How come electric cars are not being stolen in Portland? —Jen P.
Sorry, Jen, I almost didn’t see you there—I’ve been indulging in my favorite form of passive-aggressive intergenerational taunting, convincing Gen Z that the universal three-digit phone number for emergency services was chosen to honor the victims of 9/11. (Try it, it’s fun!)
Anyway, I’m sure the owners of the 78 Toyota Priuses stolen in Portland in the past year would contest your premise. However, given that this figure represents only 0.6% of the city’s total car thefts over that period, I tend to agree that you’re probably on to something: Electric cars (we’ll include hybrids in this category) really do seem to be stolen less frequently than their traditionally powered brethren. But why?

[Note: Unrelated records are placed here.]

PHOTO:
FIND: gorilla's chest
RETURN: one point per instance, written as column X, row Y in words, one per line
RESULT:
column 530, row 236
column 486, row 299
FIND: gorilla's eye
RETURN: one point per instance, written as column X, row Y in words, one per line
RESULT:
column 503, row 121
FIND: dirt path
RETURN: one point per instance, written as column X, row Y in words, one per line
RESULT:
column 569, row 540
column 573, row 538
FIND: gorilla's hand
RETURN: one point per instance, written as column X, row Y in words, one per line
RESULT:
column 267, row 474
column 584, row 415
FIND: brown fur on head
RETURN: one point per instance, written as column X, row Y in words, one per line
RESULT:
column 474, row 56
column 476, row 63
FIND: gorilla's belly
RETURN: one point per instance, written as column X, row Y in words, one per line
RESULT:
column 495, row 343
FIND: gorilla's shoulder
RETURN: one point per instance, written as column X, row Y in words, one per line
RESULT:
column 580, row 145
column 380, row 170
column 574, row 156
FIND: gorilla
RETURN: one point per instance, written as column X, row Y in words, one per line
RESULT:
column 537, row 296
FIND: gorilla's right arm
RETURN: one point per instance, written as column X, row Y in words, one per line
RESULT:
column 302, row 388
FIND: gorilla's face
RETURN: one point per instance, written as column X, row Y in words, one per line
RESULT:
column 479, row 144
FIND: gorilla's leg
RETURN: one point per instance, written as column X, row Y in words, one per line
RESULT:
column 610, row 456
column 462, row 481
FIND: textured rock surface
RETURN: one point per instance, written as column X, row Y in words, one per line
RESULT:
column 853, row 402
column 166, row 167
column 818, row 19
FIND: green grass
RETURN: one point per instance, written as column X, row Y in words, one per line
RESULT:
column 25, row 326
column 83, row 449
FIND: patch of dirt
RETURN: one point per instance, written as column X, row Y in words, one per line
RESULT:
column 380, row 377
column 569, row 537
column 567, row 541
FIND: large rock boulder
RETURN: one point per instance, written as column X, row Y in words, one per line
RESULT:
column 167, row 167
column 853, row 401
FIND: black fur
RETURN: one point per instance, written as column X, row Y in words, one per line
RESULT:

The answer, of course, is the inherently superior karma of Earth-conscious electric-vehicle drivers. Their spiritual energy forms a psychic armor of righteousness around the planet-defending vehicles that not even the most hardened tweaker’s bad vibes can penetrate. Finally, we receive an earthly reward for doing the right thing!
Well, if you believe that, I’ve got a pedestrian-and-transit bridge to sell you.* No, the real answer is not so metaphysical—in fact, it’s yet another example of the working poor being pressed into service as God’s festival toilet: Newer cars—the kind likely to be driven by the comparatively well-to-do—are simply more difficult to steal than the crappy old beaters driven by porn store janitors, truck stop deep fryer operators, alt-weekly humor columnists, et al.
Electric cars are a relatively new phenomenon (the 2004 Prius was the first to penetrate the U.S. market in large numbers), so they all happen to fall within this category of newer, more theft-proof cars lacking the glaring security flaws that make certain late 20th century cars (I’m looking at you, Honda) cartoonishly easy for even extremely stupid people to rip off.
Lest you think I’m exaggerating, consider that cars from 2004 and earlier make up less than a quarter of the total number on U.S. roads, yet fully 61% of the vehicles stolen in Portland in the past three years were that old or older. Perhaps it’s not so much that no one ever steals a Prius as that thieves are stealing so many old Hondas that it drowns out everything else. (Except, perhaps, the sound of a Sawzall cutting off your Prius’ catalytic converter—kerrrrr-AANG!)
*Easy payments—just $112 biannually!